Intuitively, many are expecting new waves of COVID-19 spread due to active reopening of economies post-lockdown. This fortunately has not been the case, and likely never will be. Many countries have reopened without any marked surge in cases or deaths.
It turns out that mass populations may be quickly adopting to the new normal, taking proactive measures such as improved personal hygiene, mask wearing, and avoiding crowded spaces; which is adequately quelling further increase in transmission of the virus despite rising mobilities.
This positive news is consistent across a wide range of countries in different situations and starting points; from rapid initial growth and high deaths, to tepid infection growth and relatively low number of deaths. A key takeaway from this is perhaps: a conscientious, cautious and observant (to new norms) society is just as potent at abating COVID-19 spread as physical lock-downs; and thus over investing towards this end would be well worth it in the long run.

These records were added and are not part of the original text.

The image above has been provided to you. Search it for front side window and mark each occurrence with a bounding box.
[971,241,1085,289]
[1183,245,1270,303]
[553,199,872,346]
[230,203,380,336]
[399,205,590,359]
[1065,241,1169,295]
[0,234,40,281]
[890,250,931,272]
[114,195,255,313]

Update 21 May: There is a possibility for a set of countries to cross the 1.0 transmission
(A) Studying the different phases of the pandemic spread
Four phases outline the general evolution of the virus spread. These are;
Phase 1: the initial surge [mobility 100% to 85%]
Typified by the rising exponential edge of the daily case or death curves. It is at this point that the transmission of the virus is the highest - and where R-naught is found. While the initial transmission factor varies from country to country, this is well above 1.0, resulting in an exponential rise of infections. Note we define transmission factor as the ratio of day N+1 cases or deaths over the same for day N.

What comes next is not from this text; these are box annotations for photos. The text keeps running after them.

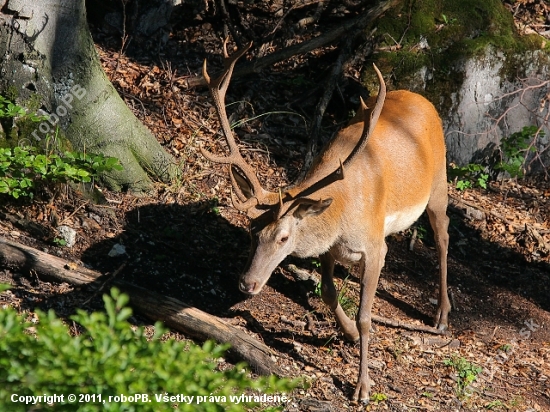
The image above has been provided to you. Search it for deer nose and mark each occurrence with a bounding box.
[239,280,256,295]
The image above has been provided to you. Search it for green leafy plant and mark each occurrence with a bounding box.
[53,237,67,246]
[448,163,489,190]
[0,96,122,199]
[0,147,122,199]
[443,355,483,398]
[0,285,298,412]
[370,392,388,405]
[495,126,544,177]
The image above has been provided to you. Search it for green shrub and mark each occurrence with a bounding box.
[443,354,483,399]
[0,285,297,412]
[447,163,489,190]
[0,96,122,199]
[0,147,122,199]
[495,126,544,177]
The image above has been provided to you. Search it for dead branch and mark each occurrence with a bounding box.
[0,237,282,375]
[185,0,399,88]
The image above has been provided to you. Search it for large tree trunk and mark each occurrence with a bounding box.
[0,0,176,191]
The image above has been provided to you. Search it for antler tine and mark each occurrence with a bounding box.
[340,64,386,168]
[201,39,272,206]
[293,64,386,198]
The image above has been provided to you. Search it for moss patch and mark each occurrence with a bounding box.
[364,0,550,94]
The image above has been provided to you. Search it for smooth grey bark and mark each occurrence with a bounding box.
[0,0,177,191]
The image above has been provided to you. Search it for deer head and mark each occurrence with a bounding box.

Phase 2: lock down and rapid taper [mobility 85% to 20-45%]
At this point transmission of the virus is brought down as rapidly as possible by implementing lockdown, social distancing, travel bans and other physical control measures. For some countries this process takes merely a week or less to get mobility down to its lowest point, for some others it took up to 3-4 weeks (e.g. Italy).
Phase 3: hitting the bottom [mobility 20-45% - depending on country]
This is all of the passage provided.